Kommentar zum Parteitag der Linken: Eine zementierte Partei

Eines kann man zwei Jahre nach dem Göttinger Parteitag ohne Zweifel feststellen: Die Linke ist befriedet. Das ist dem Abgrund zu verdanken, in den die Partei im Juni 2012 blickte. Die Harmonie ist also Folge eines kollektiven Lernprozesses. Sie ist zudem Konsequenz der ausgleichenden Art der seither amtierenden Parteichefs Katja Kipping und Bernd Riexinger.

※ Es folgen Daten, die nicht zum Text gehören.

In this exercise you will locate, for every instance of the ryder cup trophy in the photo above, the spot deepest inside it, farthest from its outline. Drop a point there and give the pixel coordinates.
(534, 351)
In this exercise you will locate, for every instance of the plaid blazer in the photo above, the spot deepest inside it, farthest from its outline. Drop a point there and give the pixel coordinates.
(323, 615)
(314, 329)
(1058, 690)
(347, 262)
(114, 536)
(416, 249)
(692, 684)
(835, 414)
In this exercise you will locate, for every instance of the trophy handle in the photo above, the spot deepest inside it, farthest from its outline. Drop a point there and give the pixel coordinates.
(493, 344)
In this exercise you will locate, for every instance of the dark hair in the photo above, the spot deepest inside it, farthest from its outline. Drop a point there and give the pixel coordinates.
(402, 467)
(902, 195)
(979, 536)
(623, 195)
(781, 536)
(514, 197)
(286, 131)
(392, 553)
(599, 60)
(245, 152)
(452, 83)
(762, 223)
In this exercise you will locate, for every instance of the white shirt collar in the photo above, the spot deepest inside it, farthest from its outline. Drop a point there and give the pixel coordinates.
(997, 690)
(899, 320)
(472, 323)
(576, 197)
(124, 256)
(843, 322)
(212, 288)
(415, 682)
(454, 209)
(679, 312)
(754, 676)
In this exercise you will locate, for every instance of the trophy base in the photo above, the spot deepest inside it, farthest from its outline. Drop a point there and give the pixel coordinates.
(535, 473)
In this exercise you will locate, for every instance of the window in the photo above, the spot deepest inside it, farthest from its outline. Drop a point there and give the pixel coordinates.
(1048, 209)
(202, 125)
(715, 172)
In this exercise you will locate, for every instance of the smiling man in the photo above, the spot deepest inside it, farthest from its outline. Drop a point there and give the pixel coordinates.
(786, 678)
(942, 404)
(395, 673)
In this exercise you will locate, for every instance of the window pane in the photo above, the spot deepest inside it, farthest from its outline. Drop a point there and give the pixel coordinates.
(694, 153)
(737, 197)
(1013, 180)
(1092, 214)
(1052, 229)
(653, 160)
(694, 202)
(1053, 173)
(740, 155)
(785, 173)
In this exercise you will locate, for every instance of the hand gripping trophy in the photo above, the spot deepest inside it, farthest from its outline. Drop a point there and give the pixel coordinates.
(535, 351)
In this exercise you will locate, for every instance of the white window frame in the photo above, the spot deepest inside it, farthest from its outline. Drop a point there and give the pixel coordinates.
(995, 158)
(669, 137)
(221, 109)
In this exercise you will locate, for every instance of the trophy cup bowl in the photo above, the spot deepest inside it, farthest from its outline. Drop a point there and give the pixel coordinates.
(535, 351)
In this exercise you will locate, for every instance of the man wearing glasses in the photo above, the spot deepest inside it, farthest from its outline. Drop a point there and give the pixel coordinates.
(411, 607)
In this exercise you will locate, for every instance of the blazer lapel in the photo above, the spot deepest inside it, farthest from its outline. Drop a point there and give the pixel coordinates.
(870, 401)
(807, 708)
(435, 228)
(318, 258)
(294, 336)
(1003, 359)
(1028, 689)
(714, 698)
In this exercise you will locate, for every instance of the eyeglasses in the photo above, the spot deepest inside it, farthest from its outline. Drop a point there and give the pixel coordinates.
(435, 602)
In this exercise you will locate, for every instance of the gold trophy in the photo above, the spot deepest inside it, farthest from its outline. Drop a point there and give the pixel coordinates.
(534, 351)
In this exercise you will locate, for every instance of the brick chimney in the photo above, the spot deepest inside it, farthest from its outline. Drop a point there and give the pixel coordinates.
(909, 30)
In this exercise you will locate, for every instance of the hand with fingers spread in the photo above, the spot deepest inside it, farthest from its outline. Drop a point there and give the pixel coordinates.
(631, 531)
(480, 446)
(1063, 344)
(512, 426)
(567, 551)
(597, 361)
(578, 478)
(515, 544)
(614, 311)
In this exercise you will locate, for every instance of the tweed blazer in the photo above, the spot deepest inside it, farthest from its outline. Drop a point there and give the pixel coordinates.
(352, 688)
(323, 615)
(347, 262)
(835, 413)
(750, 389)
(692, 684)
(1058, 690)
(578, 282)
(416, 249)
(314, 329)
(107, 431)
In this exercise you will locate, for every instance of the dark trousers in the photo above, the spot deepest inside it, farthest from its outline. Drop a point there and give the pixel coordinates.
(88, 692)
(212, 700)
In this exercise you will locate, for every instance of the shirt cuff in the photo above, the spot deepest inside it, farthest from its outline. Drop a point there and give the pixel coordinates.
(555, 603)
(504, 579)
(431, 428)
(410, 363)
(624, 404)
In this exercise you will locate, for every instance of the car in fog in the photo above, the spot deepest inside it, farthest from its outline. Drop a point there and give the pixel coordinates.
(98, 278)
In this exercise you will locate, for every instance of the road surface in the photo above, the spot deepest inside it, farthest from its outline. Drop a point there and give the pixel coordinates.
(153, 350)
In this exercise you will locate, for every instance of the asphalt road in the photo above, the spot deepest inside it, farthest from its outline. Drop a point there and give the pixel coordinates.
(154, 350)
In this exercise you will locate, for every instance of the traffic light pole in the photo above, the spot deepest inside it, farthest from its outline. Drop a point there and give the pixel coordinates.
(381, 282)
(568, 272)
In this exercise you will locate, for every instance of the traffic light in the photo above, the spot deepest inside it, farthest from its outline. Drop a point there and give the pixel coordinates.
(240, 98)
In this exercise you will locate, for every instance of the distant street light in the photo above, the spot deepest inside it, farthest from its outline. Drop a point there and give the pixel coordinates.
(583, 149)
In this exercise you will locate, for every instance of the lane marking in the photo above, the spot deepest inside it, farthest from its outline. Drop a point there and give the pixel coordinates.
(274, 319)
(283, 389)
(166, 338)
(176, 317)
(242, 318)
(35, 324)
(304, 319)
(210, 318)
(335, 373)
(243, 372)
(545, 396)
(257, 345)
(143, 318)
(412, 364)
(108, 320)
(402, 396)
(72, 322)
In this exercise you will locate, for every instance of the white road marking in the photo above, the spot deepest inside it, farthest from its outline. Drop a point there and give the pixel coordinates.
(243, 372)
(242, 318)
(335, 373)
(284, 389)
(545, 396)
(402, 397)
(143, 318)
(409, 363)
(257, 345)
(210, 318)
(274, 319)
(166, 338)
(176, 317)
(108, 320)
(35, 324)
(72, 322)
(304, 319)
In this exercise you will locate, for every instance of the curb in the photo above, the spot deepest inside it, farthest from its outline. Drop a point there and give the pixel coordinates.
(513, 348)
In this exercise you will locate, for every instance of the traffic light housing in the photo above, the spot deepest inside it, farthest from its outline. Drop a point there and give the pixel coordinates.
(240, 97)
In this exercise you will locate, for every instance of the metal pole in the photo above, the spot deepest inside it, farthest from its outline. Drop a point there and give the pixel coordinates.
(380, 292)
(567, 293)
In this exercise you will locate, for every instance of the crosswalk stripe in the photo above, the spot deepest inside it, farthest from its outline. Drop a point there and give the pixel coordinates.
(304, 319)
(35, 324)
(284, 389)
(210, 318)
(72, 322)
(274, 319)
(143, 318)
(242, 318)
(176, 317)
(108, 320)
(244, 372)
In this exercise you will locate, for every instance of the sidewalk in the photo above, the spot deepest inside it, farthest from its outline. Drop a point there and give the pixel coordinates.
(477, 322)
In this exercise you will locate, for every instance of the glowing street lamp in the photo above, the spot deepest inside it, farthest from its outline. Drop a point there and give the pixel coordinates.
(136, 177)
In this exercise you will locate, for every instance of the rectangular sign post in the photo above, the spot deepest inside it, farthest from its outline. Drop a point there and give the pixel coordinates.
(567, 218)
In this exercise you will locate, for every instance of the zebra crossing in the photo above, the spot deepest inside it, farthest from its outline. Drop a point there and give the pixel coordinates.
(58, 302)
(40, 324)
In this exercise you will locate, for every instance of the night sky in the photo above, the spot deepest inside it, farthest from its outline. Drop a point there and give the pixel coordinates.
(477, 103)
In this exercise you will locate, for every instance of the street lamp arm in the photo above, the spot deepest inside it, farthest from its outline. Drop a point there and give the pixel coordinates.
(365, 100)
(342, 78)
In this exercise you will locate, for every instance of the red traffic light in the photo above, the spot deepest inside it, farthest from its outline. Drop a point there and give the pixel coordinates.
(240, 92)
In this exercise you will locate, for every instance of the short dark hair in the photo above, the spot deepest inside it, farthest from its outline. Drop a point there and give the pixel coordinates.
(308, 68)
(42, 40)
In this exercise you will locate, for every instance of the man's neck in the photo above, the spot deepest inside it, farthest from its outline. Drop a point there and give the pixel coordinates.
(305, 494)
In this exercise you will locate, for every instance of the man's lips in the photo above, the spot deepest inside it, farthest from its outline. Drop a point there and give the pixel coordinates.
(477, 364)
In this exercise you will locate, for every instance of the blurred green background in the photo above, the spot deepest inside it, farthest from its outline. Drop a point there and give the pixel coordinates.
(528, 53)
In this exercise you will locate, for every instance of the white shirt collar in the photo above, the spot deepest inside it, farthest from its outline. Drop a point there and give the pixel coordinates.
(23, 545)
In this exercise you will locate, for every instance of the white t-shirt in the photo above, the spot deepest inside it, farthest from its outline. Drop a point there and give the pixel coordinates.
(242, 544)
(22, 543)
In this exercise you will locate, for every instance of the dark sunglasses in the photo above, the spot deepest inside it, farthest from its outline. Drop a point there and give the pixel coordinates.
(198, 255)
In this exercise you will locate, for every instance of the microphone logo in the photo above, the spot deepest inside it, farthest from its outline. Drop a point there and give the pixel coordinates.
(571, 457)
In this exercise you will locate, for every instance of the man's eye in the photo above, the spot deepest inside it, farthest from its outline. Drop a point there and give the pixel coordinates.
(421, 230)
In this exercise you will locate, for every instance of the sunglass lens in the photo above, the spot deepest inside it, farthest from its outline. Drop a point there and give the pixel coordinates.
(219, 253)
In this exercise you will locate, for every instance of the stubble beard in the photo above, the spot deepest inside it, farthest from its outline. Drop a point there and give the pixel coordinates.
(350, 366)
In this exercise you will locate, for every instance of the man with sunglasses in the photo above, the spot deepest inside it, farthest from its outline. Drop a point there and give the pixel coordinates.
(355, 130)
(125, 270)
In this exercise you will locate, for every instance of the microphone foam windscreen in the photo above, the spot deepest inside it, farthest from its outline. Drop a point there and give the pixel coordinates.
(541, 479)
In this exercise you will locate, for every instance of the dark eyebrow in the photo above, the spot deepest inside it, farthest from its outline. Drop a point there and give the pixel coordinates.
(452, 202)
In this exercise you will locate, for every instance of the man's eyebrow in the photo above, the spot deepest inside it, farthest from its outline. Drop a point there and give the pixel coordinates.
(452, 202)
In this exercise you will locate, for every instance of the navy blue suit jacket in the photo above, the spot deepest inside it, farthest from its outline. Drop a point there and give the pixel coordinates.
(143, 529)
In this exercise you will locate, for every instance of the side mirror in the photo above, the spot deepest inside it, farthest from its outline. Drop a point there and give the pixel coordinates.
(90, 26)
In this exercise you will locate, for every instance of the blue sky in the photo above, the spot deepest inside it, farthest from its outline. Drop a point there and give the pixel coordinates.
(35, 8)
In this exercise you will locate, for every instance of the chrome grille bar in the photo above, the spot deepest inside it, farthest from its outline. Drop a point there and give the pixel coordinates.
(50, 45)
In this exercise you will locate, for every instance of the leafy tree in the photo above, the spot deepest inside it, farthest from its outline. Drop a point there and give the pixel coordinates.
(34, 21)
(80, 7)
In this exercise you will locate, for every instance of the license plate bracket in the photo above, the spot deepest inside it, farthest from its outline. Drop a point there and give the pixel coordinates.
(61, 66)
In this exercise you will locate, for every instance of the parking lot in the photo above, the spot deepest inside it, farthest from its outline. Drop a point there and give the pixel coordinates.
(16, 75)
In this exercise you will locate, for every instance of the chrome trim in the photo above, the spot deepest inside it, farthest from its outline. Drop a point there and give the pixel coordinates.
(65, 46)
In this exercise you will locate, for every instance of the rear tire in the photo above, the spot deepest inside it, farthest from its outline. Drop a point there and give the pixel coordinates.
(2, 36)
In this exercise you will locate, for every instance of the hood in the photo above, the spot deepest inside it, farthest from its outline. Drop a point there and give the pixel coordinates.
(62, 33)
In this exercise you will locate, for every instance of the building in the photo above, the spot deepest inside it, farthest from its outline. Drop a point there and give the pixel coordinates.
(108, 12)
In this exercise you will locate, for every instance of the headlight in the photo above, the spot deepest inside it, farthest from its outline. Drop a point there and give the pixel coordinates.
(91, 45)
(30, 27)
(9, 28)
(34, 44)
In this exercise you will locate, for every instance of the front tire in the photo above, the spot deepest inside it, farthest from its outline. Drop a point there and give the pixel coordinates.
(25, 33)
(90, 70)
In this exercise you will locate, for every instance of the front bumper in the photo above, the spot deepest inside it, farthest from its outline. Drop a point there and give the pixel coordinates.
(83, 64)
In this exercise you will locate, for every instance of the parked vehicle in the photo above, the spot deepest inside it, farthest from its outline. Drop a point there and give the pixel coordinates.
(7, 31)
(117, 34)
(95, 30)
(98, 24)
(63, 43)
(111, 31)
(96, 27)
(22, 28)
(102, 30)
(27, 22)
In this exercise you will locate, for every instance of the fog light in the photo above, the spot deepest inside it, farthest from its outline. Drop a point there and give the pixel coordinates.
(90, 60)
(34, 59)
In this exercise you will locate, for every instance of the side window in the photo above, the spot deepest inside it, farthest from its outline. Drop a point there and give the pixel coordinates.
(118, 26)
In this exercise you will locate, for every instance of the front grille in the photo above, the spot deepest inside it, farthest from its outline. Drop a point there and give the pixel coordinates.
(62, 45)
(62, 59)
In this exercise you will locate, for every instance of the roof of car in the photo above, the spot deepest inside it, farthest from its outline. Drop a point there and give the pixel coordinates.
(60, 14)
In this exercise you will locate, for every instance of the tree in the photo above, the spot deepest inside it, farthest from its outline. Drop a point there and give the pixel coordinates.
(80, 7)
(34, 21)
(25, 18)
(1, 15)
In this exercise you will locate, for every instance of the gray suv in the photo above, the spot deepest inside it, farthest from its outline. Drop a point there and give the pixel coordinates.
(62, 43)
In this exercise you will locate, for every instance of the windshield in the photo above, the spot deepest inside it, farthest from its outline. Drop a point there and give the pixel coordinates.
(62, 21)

Es lässt sich weiterhin nicht leugnen, dass die Linke – wenn auch nur knapp – jetzt stärkste Oppositionsfraktion im Deutschen Bundestag ist. Dies ist der Schwäche der Grünen geschuldet und dem Umstand, dass die Stimmen für FDP und AfD beide Parteien bei der letzten Bundestagswahl nicht über die Fünf-Prozent-Hürde hieven konnten und diese Stimmen somit im Orkus der Geschichte verschwanden.

Verborgene Sektierer

Ein Drittes schlägt derzeit positiv zu Buche: Die Linke hat eine realistische Chance, im Herbst den ersten Ministerpräsidenten zu stellen – in Gestalt des Thüringer Linksfraktionschefs Bodo Ramelow. Sollte das tatsächlich klappen und dann auch noch gut gehen, könnte es der Linken bundesweit einen zusätzlichen Akzeptanzschub verschaffen.
Trotz allem aber wachsen die Bäume bei der Linken nicht in den Himmel.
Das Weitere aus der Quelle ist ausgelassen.